General/NSString has several methods with “C string” in the name, such as +stringWithCString: and -cString. Please don’t use them. They use the “system encoding”, which is not defined to be anything in particular, and so these methods will not behave in a predictable manner when used with non-ASCII data. Instead, use their counterparts, +stringWithUTF8String and -UTF8String. The UTF8 variants of these methods behave in a predictable and useful manner on non-ASCII data, and produce exactly what you want when used on ASCII data.
Except, of course, when you are using data from a standard C function (I don’t know why you would, but maybe you need to integrate it with someone else’s library…). Any string declared using “” and not @”” is a standard C string. It’s best to avoid this whenever possible.
To my knowledge, -initWithUTF8String: is just as likely to General/DoTheRightThing with General/CString
If you’re getting data from a standard C string, there are two possible scenarios. If the string only contains ASCII, then -stringWithCString and stringWithUTF8String will produce exactly the same result. If the string contains non-ASCII characters, -stringWithUTF8String is vastly more likely to behave in a reasonable manner. (I did cover this up above; read more closely! ;-)
Exactly, As the “System Encoding” at the BSD/POSIX level (Especially for IO functions) is currently UTF8. This is covered in Apple’s documentation.
FWIW, General/[NSString defaultCStringEncoding] will return the General/NSStringEncoding constant the various c string methods will use.
Guys, can you cite a source for the info that cString, stringWithCString et.al. use the default system encoding? From discussion on mailing lists I’ve always thought that cString was wonkier than that, that maybe it was screwing with stuff in a crazier way.
According to TFM:
Returns a representation of the receiver as a C string in the default C-string encoding.
The docs for +defaultCStringEncoding don’t say a thing about what it is or how it’s determined. That’s why these functions are useless.

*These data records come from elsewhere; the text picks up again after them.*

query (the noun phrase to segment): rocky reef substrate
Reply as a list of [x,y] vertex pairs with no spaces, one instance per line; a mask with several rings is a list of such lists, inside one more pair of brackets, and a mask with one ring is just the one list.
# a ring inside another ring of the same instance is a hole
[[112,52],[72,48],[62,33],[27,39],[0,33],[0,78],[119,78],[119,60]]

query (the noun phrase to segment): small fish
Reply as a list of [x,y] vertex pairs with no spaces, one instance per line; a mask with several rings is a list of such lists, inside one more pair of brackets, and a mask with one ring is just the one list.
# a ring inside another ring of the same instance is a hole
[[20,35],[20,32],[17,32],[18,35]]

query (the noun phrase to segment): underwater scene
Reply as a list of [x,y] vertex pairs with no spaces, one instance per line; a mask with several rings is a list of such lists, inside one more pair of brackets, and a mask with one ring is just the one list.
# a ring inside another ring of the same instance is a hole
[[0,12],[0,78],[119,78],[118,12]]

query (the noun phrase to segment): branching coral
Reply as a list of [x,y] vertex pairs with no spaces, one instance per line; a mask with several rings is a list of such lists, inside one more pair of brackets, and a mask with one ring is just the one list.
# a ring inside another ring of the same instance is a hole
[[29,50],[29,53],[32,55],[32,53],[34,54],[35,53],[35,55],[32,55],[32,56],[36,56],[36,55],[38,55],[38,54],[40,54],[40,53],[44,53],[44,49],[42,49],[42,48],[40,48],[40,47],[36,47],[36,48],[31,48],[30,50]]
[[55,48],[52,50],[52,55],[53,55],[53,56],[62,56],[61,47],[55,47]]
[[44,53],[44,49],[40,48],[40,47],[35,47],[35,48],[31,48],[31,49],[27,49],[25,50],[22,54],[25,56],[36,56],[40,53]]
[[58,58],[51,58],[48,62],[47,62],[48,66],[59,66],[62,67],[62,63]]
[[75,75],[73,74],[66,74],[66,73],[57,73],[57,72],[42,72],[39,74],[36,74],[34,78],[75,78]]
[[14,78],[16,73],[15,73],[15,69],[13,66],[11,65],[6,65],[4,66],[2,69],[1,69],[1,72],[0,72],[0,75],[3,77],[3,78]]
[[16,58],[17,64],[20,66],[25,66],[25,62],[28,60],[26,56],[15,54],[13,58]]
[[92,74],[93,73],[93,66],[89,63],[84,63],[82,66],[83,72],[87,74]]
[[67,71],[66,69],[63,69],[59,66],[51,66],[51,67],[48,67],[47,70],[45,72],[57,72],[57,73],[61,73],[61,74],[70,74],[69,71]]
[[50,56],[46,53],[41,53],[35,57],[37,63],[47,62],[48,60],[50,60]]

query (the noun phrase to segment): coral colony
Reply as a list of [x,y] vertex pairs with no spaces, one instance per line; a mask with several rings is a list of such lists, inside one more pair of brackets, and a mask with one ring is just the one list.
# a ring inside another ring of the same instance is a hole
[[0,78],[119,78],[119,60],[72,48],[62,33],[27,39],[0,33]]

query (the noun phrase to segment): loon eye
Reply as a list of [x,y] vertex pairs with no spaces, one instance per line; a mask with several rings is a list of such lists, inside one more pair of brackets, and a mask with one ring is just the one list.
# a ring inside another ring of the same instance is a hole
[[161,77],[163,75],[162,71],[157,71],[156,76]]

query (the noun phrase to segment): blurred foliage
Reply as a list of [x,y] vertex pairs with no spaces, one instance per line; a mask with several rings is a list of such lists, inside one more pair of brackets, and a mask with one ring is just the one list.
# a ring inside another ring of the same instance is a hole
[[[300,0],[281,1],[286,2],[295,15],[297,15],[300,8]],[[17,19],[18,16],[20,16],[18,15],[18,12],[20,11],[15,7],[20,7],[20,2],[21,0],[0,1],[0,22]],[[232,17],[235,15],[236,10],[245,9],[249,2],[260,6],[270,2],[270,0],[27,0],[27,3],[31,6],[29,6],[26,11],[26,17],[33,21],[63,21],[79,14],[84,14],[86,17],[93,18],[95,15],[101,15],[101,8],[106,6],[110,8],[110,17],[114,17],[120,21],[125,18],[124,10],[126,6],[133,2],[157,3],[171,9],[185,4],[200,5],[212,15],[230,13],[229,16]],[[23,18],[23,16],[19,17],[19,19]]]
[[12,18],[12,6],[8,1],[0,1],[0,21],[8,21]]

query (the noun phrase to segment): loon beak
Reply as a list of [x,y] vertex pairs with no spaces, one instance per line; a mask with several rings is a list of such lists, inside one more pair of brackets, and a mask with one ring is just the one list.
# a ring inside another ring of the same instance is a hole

When using POSIX or other C General/APIs that need char * data for path or filenames, one should always use -fileSystemRepresentation and not -cString. Why? It’s quite simple: -cString only does the right thing when confronted with ASCII data. With non-ASCII data, it will either throw an exception or return stuff that simply won’t properly resolve. Any code that uses -cString will only work with ASCII paths, which is a bad policy when OS X natively supports full Unicode in filenames and encourages its use.
Actually that’s not entirely correct. -cString is documented as using the default C-string encoding, which is system-dependent (and certainly may not be able to correctly represent all strings, and certainly might not be correct for representing a given filesystem path). Its use has been discouraged for some time. Use UTF-8 instead ( -UTF8String), or if it’s a path use -fileSystemRepresentation. Having said that, I’m not really sure what the different between the two will be for paths, I think that certain characters may be decomposed differently by the latter.
Yes, the decomposition will be different. To avoid filenames composed of the same glyphs but different characters/code points, HFS+ defines a standard Unicode decomposition (“canonical decomposition”) for filenames. -UTF8String is not guaranteed to return the proper composition; -fileSystemRepresentation is. (See http://developer.apple.com/technotes/tn/tn1150.html#General/UnicodeSubtleties for more details.)
Also, in the unlikely event that Apple ports Cocoa to a system which doesn’t use UTF-8 for paths, -fileSystemRepresentation will continue to return correct strings.